According to ESPN, Shareef averaged simply 2.9 factors and a pair of.1 rebounds in the course of the 2021-22 season at LSU. Comparatively, Shaquille averaged 21.6 factors and 13.5 rebounds for the Tigers throughout his time there.

RELATED VIDEO: Shaquille O’Neal’s Son, Shareef, Says His Dad Doesn’t Want Him to Enter NBA Draft: We ‘Bump Heads’

“I went by way of some issues that he did not undergo,” Shareef famous. “He was the No. 1 decide within the draft,” Shareef defined. “I sort of needed to grind to get right here. I needed to grind rather a lot. I needed to undergo some stuff these previous 4 years — foot accidents, coronary heart surgical procedures,” he revealed.

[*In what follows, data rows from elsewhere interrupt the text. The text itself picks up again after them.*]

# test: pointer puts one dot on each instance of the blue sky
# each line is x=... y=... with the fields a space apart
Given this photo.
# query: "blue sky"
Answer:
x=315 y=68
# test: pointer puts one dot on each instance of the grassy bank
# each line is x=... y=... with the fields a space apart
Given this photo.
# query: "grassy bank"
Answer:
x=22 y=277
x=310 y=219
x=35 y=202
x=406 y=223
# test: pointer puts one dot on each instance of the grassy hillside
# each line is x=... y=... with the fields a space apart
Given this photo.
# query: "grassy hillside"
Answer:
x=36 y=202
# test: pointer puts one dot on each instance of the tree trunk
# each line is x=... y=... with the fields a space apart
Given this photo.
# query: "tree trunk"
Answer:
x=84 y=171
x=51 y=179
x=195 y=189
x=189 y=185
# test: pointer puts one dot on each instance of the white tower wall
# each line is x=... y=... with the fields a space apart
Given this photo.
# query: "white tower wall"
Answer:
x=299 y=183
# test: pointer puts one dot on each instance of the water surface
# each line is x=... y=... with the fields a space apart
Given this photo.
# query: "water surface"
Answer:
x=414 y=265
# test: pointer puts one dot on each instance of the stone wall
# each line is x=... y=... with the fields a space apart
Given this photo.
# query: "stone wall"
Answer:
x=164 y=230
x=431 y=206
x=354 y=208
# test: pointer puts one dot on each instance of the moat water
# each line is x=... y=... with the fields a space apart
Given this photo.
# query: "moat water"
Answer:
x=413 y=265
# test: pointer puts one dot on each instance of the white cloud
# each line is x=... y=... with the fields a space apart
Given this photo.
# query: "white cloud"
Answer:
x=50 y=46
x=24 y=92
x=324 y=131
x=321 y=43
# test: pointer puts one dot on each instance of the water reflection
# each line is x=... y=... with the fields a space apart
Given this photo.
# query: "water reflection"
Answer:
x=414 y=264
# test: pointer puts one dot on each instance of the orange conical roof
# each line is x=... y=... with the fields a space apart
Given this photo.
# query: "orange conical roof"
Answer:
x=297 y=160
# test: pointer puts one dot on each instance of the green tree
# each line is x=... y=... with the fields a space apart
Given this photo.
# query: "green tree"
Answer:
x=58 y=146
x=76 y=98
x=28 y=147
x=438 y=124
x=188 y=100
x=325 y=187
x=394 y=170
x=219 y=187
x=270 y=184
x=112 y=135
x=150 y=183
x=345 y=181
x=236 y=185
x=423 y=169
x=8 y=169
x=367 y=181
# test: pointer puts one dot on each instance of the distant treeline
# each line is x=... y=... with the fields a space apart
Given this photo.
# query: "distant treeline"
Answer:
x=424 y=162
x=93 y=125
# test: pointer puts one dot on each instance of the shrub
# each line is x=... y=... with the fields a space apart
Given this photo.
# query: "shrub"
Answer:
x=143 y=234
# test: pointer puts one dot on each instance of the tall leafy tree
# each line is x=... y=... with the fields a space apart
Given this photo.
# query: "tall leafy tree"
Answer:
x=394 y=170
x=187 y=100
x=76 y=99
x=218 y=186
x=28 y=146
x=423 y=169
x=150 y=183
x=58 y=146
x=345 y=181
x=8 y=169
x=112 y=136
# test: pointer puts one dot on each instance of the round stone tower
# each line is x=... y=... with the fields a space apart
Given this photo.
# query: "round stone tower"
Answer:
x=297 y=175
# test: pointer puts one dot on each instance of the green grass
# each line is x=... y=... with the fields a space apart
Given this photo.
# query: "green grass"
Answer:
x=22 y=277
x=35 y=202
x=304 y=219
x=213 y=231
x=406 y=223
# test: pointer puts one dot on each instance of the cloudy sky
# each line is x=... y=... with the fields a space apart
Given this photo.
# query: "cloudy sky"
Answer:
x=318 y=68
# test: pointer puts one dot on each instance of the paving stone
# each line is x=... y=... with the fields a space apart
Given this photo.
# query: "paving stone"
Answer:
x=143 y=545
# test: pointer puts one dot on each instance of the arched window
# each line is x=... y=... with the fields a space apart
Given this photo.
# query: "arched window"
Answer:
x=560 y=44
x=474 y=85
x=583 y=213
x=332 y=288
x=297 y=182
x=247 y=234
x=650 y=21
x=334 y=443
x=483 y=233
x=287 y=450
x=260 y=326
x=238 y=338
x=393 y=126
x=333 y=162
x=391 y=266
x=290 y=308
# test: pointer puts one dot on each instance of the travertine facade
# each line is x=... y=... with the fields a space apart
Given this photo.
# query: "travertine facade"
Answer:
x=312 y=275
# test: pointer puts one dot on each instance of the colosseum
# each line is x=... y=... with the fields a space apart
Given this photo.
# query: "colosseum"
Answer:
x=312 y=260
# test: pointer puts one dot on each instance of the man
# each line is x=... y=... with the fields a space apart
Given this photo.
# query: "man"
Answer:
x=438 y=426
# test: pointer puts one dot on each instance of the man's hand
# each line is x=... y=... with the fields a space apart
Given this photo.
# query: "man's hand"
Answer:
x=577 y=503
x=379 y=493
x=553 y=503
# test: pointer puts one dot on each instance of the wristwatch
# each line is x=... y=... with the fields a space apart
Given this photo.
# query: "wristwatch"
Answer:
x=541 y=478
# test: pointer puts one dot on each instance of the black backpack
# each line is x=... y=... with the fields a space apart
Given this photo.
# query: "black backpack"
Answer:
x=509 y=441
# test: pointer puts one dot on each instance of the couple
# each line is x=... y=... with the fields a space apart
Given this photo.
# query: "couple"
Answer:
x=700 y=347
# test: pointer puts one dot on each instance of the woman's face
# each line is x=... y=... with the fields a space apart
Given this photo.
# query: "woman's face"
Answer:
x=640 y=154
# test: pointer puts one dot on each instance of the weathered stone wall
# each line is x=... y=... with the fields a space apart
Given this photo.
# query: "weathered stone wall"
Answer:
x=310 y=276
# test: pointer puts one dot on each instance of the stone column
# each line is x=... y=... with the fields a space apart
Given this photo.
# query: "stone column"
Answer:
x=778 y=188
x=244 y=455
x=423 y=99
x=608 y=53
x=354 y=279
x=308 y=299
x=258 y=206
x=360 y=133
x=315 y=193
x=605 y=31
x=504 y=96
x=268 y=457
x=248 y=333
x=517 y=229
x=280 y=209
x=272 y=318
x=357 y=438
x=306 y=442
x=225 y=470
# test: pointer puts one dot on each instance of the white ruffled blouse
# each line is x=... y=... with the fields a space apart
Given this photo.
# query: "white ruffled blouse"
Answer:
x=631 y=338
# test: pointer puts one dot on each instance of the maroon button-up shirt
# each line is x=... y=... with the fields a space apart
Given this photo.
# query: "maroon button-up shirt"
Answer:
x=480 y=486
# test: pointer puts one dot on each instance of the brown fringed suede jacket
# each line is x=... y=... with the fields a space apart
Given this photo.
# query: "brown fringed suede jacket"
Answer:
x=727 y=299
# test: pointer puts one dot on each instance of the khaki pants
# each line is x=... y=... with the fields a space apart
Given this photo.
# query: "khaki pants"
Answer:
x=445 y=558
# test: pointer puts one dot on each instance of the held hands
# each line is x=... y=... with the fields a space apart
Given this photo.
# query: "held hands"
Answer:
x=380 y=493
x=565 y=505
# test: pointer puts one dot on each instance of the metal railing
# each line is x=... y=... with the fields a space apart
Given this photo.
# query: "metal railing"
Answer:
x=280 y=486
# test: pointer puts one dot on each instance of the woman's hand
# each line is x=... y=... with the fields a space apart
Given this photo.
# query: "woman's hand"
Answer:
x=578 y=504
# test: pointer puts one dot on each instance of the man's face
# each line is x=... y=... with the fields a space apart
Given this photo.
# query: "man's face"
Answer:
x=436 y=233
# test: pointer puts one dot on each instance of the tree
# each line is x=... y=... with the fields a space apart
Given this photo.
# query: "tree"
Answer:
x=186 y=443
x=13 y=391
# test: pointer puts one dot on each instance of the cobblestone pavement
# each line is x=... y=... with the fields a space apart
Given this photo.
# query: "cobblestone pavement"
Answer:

Ankle and foot accidents have plagued Shareef, whose well being has been a serious setback to his efficiency. As a freshman at UCLA, Shareef underwent open-heart surgical procedure to deal with an ailment in 2019. “He did not do any pre-draft exercises; he simply bought straight on the [Orlando Magic]so it is a completely different grind,” Shareef mentioned of his father’s journey to the NBA.

Shareef is embracing the “completely different grind” he is skilled in comparison with his father, telling ESPN, “I do not actually look to be in his shadow.”